Assumption High School juniors, from left, Lydia Clements, Maggie Meyers and Logan Mattingly, and senior Grace Tarter, right, are officers in the school’s Green Dot Club, part of a program that teaches violence and bullying prevention. (Record Photo by Ruby Thomas)
Assumption High School juniors, from left, Lydia Clements, Maggie Meyers and Logan Mattingly, and senior Grace Tarter, right, are officers in the school’s Green Dot Club, part of a program that teaches violence and bullying prevention.
(Record Photo by Ruby Thomas)

Ruby Thomas Record Staff Writer
Grace Tarter, a senior at Assumption High School, and her mother witnessed a young couple fighting in a parking lot one night during her sophomore year.

As the fight became more verbally aggressive, Tarter said she and her mother decided to intervene by using something Grace learned in a school violence-prevention program: They created a distraction.

“My mom turned the car’s headlights directly on them,” Tarter said. “As soon as she did that they stopped arguing and went their separate ways.”

Tarter learned this and other violence-prevention tips through Green Dot Etcetera, a program developed at the University of Kentucky Violence Intervention and Prevention Center. The program aims to reduce and prevent incidents of sexual assault on college campuses nationwide and operates on the premise that everyone can do something to prevent violence.

Green Dot was adapted for high schools and Assumption has offered the program for about five years; it’s one of two high schools in Louisville to implement the program. (Atherthon High School also offers it.)

Abby Asfahl, center, guidance counselor and moderator of the Green Dot Club with the club's officers.  (Record photo by Ruby Thomas)
Abby Asfahl, center, guidance counselor and moderator of the Green Dot Club with the club’s officers.
(Record photo by Ruby Thomas)

Abby Asfahl, a guidance counselor at Assumption, said, “The girls really connect with the idea that they can make a difference in preventing violence. This program helps give them the tools to do so.”

The Green Dot program at the high school level is sponsored by the Center for Women and Families. It teaches high school students and faculty how to recognize the signs of bullying and violence and how to help to prevent them.

Michael Miller — a prevention coordinator at the Center for Women and Families — said the program focuses on training the bystander, which is unique. Most other training programs focus on those who are likely to become victims or those who are likely to act violently, he said.

“If we want to shift the culture, we cannot do it by just talking to victims and perpetrators,” Miller said. “Regardless of what type of violence it is there’s someone who witnesses it or sees it building up.”

Miller said the Green Dot program teaches people to visualize violence like red dots on a wall. Green dots are the actions that “prevent or help create a culture that doesn’t tolerate violence,” said Miller. The point is to replace red dots with green dots.
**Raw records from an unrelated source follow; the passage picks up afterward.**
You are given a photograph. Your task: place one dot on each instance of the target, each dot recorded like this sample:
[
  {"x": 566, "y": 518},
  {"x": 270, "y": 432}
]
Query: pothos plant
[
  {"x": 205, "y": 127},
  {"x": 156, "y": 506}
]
  • The training teaches students “the three Ds” — direct, delegate and distract.
  • To direct means that a bystander confronts the situation directly.
  • To delegate means that the bystander finds someone who can best handle the situation.
  • To distract means that the bystander creates a scene to get a potentially violent person away from the victim, such as the distraction created by Tarter and her mother.
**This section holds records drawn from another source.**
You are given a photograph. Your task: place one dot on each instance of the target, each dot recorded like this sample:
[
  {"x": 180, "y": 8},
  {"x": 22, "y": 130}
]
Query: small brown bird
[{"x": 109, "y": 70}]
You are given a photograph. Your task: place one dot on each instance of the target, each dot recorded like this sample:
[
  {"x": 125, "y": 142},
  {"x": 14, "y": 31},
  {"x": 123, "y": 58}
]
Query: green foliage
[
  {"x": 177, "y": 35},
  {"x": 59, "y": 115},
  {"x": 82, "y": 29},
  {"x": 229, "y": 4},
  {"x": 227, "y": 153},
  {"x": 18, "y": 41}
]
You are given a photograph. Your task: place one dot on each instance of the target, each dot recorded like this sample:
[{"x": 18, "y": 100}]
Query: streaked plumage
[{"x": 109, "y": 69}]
Miller said students are always told during training to do what they are comfortable with.

About 100 students have joined a Green Dot Club at Assumption. The club is moderated by Asfahl and led by Tarter, the club president. Club members have received six hours of training about preventing violence among peers, in addition to the general Green Dot program curriculum.

Lydia Clements, a junior and secretary of the Green Dot Club, said the club is important to her because one of her sister’s friends was assaulted.

“I know there were people who could’ve done something,” she said. “It goes unspoken many times because no one knows what to do.”
The program, she said, “empowers you to know what to do and you feel compelled to do something.”

Ally Mattingly, a sophomore and a club member, said the program has been an eye opener for her.

“One of my best friends used to be in a relationship where I knew something was wrong,” said Mattingly. “After joining the club I felt like I knew what to say and how to approach her about it.”

Mattingly said she has learned about subtle warning signs. For instance, she said, a boyfriend’s efforts to control his dating partner’s use of social media to establish control in a relationship is a red flag.

Club members take part in several activities throughout the year, including an awareness week in October during which they do school-wide events to educate their peers about “bystander intervention” to prevent bullying and other acts of violence, said Asfahl.

The young women in the club have also reached out to the community with this message by attending meetings of the Louisville Metro Coalition to Prevent Teen Dating Violence and working for passage of legislation related to dating violence.

Violence prevention isn’t new to Assumption’s curriculum, Asfahl noted. The school works in partnership with the Mary Byron Project, which raises awareness about dating violence. The project was established in memory of Mary Byron, an Assumption High School alumna who was killed by an ex-boyfriend in 1993.

The Mary Byron Scholars Program has been granting scholarships to students at Assumption High School since 2007. Mary Byron Scholars travel to other high schools to talk to students about dating violence.

The two programs complement one another, she said.